Perang ini akan berlangsung lama
Komando Pusat AS telah meminta lebih banyak perwira intelijen militer dari Pentagon untuk mendukung operasi melawan Iran. Seperti yang ditunjukkan Politico, ini menegaskan bahwa perang akan berlangsung jauh lebih lama daripada empat minggu yang awalnya diumumkan oleh Gedung Putih. Kemudian, Menteri Pentagon Pete Hegseth mengumumkan bahwa perang dapat diperpanjang hingga delapan minggu.
Tanpa rencana
Terdapat semakin banyak bukti bahwa pemerintahan Trump pada awalnya tidak sepenuhnya siap untuk aksi militer berskala besar.

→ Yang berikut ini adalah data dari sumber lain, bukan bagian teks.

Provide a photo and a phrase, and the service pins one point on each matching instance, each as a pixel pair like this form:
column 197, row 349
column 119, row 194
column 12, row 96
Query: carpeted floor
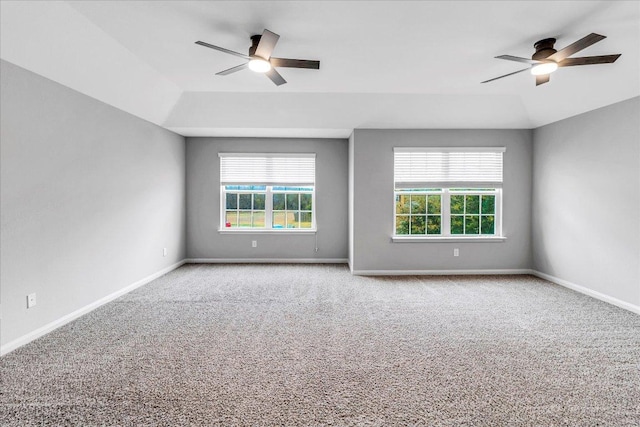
column 312, row 345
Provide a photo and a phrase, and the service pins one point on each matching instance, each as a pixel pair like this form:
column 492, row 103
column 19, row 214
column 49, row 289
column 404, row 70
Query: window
column 267, row 191
column 448, row 192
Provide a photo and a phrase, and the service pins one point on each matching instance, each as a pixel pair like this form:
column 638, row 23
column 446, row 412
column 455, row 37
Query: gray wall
column 90, row 197
column 203, row 201
column 586, row 200
column 374, row 203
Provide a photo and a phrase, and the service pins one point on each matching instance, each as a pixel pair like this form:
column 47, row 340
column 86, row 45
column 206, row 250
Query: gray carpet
column 312, row 345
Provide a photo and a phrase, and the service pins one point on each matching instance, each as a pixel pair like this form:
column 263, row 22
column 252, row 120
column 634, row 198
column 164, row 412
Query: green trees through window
column 445, row 212
column 267, row 207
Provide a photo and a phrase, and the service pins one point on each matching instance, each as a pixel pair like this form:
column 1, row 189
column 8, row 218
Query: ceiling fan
column 546, row 59
column 260, row 59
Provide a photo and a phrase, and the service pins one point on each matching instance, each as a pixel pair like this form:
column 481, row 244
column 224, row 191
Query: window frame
column 445, row 214
column 447, row 186
column 268, row 205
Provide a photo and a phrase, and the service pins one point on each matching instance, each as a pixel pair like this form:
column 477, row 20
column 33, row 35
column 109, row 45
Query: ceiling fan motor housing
column 544, row 49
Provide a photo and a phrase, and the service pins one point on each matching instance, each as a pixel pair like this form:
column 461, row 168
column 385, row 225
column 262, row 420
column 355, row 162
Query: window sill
column 271, row 231
column 493, row 239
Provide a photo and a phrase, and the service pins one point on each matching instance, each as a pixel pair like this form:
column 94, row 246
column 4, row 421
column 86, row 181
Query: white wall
column 586, row 200
column 374, row 204
column 203, row 202
column 90, row 197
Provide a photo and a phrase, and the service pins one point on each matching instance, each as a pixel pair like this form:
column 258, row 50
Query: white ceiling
column 384, row 64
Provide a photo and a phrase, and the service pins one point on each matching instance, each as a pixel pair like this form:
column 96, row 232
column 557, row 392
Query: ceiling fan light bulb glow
column 259, row 65
column 544, row 68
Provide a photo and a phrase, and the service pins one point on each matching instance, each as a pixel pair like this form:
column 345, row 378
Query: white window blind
column 434, row 167
column 267, row 168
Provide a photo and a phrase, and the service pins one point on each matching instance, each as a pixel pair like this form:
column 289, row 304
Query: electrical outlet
column 31, row 300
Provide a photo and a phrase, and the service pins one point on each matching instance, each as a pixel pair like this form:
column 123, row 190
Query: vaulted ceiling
column 384, row 64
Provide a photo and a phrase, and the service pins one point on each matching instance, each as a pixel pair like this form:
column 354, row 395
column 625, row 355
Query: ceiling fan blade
column 542, row 79
column 588, row 60
column 221, row 49
column 576, row 47
column 275, row 77
column 295, row 63
column 267, row 43
column 233, row 69
column 518, row 59
column 506, row 75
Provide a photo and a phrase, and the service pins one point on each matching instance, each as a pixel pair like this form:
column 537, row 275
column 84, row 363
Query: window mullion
column 268, row 208
column 446, row 212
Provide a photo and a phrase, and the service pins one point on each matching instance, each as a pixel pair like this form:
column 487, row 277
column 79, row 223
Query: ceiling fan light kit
column 546, row 59
column 260, row 59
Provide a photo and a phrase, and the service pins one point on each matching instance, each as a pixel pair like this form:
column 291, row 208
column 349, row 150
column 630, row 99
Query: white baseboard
column 438, row 272
column 595, row 294
column 266, row 260
column 25, row 339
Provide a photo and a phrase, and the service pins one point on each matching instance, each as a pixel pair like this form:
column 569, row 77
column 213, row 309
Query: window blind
column 267, row 168
column 433, row 167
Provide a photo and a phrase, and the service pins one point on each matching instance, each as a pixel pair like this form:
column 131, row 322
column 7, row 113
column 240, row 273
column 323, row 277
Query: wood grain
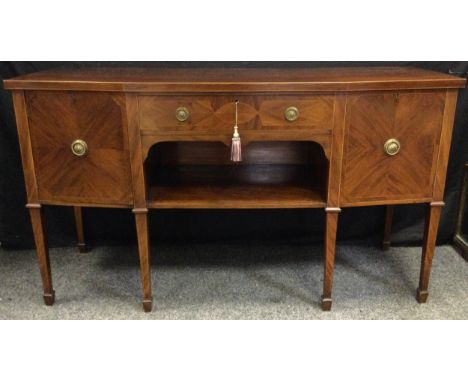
column 387, row 227
column 331, row 226
column 165, row 80
column 42, row 251
column 56, row 119
column 77, row 212
column 141, row 221
column 414, row 119
column 430, row 236
column 217, row 113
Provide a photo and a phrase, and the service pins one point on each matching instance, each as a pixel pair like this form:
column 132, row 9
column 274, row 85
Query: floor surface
column 234, row 281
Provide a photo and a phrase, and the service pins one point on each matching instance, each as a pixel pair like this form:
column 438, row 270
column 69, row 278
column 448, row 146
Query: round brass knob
column 182, row 114
column 392, row 147
column 79, row 147
column 291, row 113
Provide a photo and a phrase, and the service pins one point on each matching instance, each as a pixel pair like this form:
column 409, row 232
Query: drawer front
column 391, row 146
column 97, row 170
column 216, row 114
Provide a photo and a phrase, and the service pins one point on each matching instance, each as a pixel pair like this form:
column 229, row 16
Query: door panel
column 102, row 175
column 414, row 119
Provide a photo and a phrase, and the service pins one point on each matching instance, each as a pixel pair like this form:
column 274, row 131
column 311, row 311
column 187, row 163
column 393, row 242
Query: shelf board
column 237, row 187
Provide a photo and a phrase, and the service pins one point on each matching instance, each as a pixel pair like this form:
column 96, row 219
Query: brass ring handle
column 182, row 114
column 291, row 113
column 79, row 147
column 392, row 147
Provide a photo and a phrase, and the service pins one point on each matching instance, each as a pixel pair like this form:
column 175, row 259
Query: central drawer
column 216, row 113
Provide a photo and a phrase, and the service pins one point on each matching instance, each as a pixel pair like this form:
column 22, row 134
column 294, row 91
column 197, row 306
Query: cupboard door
column 80, row 147
column 391, row 146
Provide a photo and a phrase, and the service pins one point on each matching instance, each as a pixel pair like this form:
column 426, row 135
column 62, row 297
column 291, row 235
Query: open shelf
column 178, row 179
column 248, row 186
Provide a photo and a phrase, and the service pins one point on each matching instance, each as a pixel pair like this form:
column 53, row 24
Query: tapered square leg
column 141, row 220
column 37, row 220
column 430, row 235
column 331, row 223
column 387, row 228
column 79, row 229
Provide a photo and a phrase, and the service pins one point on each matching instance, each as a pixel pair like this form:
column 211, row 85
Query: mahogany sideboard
column 160, row 138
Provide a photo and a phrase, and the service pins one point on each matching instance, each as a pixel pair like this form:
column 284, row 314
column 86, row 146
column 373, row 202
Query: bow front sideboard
column 160, row 138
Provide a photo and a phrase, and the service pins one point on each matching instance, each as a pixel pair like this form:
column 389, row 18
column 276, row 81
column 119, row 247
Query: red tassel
column 236, row 150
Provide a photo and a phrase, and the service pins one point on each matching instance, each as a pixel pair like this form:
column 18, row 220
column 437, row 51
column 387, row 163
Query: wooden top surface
column 234, row 79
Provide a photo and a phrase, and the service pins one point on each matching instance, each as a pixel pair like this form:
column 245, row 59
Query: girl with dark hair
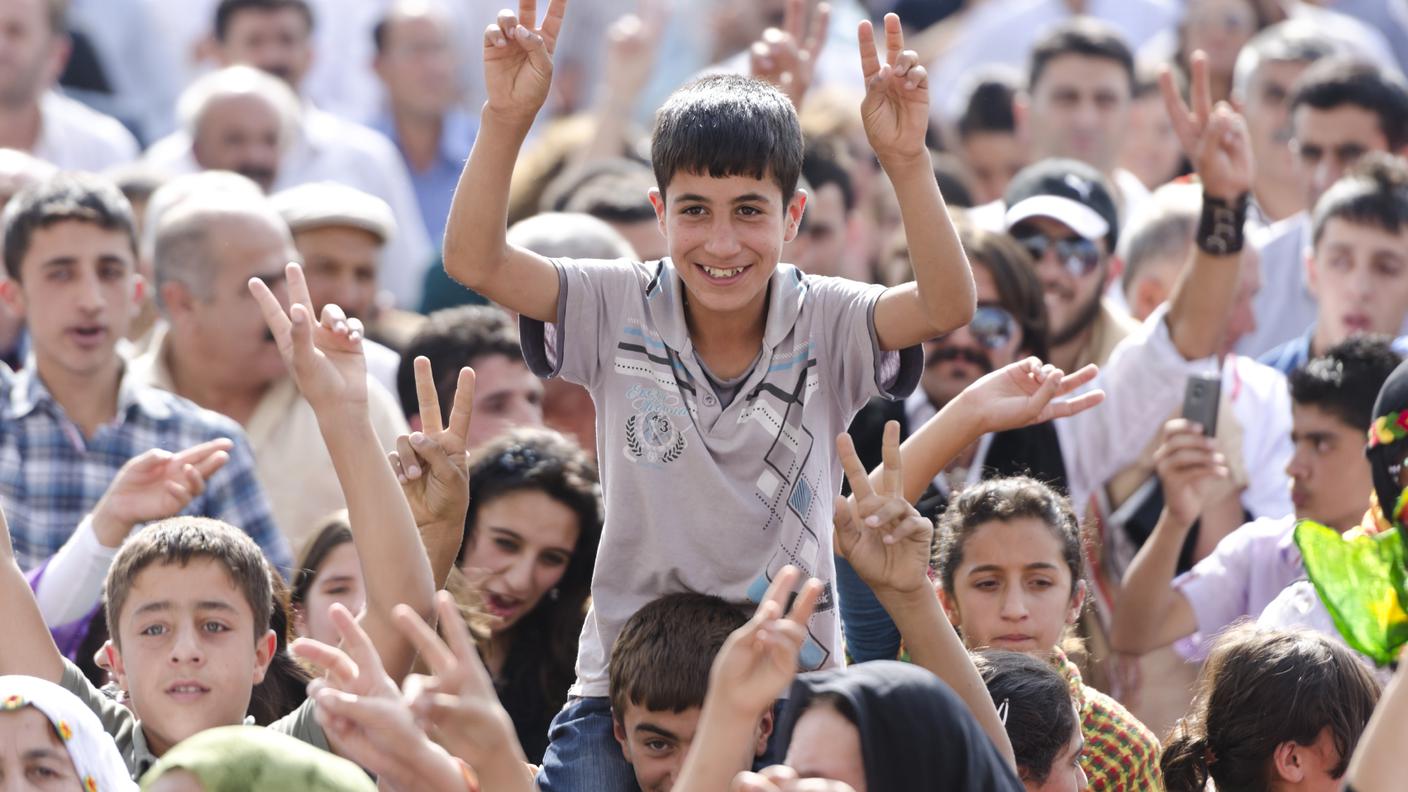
column 1010, row 572
column 530, row 546
column 1273, row 710
column 328, row 571
column 1039, row 716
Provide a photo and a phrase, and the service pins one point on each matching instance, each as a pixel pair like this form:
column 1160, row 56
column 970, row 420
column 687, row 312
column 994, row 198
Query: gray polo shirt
column 127, row 732
column 700, row 495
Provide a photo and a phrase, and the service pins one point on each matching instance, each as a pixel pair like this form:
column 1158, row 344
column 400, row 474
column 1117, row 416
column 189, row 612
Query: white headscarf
column 95, row 756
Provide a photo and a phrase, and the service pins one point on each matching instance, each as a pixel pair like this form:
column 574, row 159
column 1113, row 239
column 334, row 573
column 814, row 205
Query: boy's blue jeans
column 583, row 754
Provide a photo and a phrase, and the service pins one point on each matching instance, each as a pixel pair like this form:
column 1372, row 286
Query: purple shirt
column 1242, row 575
column 68, row 637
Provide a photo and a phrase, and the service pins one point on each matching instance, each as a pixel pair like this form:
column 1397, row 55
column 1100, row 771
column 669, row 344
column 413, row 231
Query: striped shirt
column 51, row 475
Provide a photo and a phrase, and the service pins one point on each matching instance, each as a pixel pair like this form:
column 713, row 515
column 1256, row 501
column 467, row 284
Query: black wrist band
column 1220, row 230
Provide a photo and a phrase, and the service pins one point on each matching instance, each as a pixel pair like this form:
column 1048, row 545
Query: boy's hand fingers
column 427, row 398
column 409, row 458
column 470, row 667
column 427, row 643
column 462, row 410
column 806, row 603
column 893, row 38
column 853, row 468
column 552, row 24
column 780, row 589
column 891, row 467
column 869, row 58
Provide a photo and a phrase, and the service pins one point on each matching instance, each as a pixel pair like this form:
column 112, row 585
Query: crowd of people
column 738, row 395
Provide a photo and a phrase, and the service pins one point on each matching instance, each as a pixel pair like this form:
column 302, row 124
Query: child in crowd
column 1035, row 706
column 1273, row 710
column 659, row 678
column 715, row 367
column 189, row 601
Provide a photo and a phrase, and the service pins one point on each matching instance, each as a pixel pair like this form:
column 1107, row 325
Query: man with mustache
column 1063, row 212
column 275, row 37
column 217, row 351
column 241, row 120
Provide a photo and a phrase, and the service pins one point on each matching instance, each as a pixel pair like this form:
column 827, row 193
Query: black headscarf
column 1388, row 443
column 915, row 733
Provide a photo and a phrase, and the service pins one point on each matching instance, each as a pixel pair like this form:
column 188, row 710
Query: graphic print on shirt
column 655, row 433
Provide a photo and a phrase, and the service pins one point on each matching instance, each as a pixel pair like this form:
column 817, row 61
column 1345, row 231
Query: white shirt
column 1001, row 33
column 76, row 138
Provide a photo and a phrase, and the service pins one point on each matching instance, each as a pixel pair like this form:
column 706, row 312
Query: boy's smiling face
column 186, row 653
column 725, row 237
column 656, row 741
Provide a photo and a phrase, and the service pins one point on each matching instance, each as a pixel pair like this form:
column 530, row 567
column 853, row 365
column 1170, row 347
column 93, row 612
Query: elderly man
column 341, row 233
column 218, row 353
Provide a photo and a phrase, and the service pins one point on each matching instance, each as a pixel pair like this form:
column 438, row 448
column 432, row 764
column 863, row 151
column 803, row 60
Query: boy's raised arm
column 28, row 648
column 896, row 114
column 327, row 362
column 517, row 76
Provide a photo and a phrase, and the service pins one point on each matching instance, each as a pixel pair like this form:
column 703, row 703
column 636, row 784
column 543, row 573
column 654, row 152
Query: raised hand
column 518, row 59
column 882, row 536
column 896, row 110
column 1191, row 471
column 154, row 485
column 458, row 705
column 1025, row 393
column 784, row 58
column 432, row 464
column 363, row 716
column 759, row 660
column 1214, row 138
column 324, row 357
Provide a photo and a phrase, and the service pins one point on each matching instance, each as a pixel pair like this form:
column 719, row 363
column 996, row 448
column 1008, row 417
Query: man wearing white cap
column 341, row 233
column 1062, row 212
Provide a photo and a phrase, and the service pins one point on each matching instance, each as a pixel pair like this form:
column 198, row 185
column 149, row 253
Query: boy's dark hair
column 66, row 196
column 454, row 338
column 1346, row 379
column 1007, row 499
column 825, row 162
column 662, row 657
column 1373, row 193
column 179, row 540
column 228, row 9
column 1335, row 82
column 1259, row 689
column 614, row 190
column 332, row 533
column 1084, row 37
column 728, row 126
column 1041, row 715
column 989, row 107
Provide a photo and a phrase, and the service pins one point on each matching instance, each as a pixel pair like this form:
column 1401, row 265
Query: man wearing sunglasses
column 1062, row 213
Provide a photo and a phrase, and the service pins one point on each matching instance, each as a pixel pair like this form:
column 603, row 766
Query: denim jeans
column 583, row 754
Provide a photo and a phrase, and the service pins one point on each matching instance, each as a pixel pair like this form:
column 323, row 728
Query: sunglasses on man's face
column 993, row 327
column 1079, row 255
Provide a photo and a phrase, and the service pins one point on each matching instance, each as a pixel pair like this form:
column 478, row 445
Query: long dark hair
column 544, row 643
column 1259, row 689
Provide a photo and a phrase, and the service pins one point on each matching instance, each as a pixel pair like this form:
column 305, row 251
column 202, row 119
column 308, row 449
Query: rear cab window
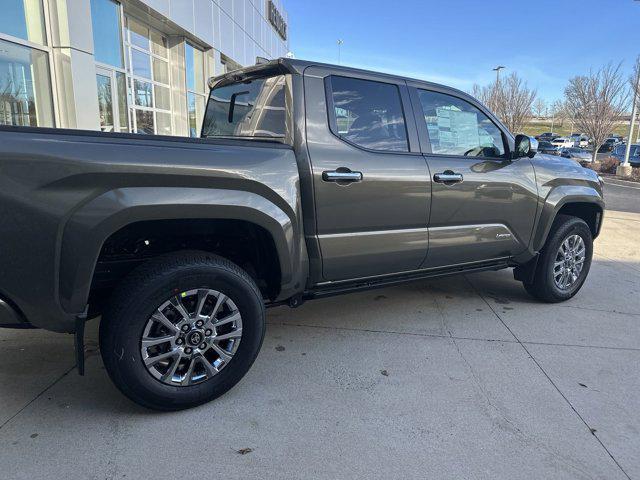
column 456, row 127
column 255, row 108
column 368, row 114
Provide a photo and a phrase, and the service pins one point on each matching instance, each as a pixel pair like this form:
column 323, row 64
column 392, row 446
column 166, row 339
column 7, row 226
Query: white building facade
column 136, row 66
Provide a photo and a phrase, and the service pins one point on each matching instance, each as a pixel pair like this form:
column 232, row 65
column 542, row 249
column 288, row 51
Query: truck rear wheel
column 564, row 261
column 181, row 330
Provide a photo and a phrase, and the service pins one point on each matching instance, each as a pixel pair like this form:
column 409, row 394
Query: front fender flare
column 91, row 224
column 559, row 197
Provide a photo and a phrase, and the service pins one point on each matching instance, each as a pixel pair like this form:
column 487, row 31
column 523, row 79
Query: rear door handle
column 341, row 175
column 448, row 177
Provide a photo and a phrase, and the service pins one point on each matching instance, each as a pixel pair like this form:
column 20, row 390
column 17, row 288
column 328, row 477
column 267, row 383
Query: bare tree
column 510, row 99
column 557, row 113
column 597, row 101
column 540, row 107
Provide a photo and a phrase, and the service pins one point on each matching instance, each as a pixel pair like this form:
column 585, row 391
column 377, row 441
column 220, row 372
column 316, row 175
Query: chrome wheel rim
column 569, row 262
column 191, row 337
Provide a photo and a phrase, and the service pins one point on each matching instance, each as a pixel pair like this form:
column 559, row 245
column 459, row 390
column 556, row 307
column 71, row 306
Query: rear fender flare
column 94, row 222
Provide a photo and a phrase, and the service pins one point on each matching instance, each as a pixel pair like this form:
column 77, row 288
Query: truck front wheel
column 564, row 261
column 181, row 330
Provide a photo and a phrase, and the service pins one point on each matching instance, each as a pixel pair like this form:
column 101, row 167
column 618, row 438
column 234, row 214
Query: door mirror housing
column 526, row 146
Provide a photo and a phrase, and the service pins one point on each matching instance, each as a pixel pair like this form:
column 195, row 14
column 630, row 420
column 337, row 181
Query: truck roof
column 297, row 67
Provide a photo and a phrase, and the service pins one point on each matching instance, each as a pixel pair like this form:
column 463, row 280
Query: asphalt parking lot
column 464, row 377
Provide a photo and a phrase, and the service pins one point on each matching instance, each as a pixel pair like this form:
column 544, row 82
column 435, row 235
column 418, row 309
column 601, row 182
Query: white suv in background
column 562, row 142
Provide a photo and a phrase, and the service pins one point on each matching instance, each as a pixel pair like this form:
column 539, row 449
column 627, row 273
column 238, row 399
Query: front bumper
column 10, row 317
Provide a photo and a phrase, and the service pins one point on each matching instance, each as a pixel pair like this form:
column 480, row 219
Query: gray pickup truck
column 308, row 180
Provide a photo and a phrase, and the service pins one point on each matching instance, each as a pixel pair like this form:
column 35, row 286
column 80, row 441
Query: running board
column 330, row 290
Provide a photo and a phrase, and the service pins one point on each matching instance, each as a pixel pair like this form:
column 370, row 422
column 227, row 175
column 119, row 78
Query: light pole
column 497, row 70
column 635, row 90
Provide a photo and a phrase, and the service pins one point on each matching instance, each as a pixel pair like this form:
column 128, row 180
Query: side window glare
column 369, row 114
column 456, row 127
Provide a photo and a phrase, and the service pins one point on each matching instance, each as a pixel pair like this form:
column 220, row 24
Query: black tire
column 544, row 286
column 138, row 297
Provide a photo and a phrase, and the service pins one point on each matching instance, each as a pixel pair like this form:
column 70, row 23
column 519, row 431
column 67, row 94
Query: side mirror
column 525, row 146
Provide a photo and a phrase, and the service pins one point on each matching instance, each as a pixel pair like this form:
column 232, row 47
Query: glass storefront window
column 105, row 103
column 107, row 32
column 23, row 19
column 195, row 68
column 195, row 106
column 140, row 63
column 163, row 123
column 163, row 97
column 25, row 88
column 194, row 63
column 121, row 88
column 138, row 34
column 158, row 44
column 144, row 122
column 142, row 94
column 148, row 63
column 160, row 71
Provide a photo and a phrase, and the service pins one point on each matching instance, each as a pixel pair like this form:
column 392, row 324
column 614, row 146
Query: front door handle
column 448, row 177
column 341, row 175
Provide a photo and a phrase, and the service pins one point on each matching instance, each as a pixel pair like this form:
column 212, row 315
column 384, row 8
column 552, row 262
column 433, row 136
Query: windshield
column 253, row 108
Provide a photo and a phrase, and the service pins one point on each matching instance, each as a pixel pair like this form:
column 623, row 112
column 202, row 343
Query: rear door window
column 368, row 114
column 456, row 127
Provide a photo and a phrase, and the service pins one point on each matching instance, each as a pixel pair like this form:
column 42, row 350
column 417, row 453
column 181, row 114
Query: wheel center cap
column 194, row 338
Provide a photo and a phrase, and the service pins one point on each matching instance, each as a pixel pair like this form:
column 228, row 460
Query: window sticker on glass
column 456, row 127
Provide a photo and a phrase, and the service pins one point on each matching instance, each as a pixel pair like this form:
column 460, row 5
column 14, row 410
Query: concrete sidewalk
column 463, row 377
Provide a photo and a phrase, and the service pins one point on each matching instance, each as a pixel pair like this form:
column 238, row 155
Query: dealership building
column 127, row 65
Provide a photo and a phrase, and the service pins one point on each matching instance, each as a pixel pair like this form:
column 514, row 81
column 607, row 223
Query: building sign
column 276, row 20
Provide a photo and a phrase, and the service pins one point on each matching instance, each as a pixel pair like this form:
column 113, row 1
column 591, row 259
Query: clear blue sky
column 458, row 42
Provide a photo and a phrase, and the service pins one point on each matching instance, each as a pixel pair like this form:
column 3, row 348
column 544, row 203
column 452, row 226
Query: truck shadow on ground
column 463, row 306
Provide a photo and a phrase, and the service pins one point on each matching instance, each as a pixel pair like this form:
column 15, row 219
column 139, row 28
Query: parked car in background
column 578, row 154
column 547, row 136
column 608, row 145
column 634, row 154
column 548, row 147
column 562, row 142
column 580, row 140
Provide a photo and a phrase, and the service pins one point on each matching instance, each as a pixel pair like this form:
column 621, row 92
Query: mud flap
column 527, row 271
column 79, row 342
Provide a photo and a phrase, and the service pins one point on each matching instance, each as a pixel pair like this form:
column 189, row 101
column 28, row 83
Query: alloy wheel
column 191, row 337
column 569, row 262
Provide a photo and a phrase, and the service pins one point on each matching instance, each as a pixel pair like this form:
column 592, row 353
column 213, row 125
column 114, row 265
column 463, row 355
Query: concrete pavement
column 464, row 377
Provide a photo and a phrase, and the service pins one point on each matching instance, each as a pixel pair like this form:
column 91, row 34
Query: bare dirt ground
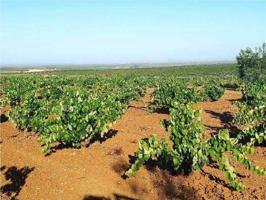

“Kita menyaksikan operasi yang sepenuhnya spontan, di mana banyak orang percaya bahwa aksi militer akan berkepanjangan,” kata seorang mantan diplomat senior Amerika seperti dikutip oleh publikasi tersebut. “Seolah-olah mereka bangun pada Sabtu pagi dan memutuskan untuk memulai perang.”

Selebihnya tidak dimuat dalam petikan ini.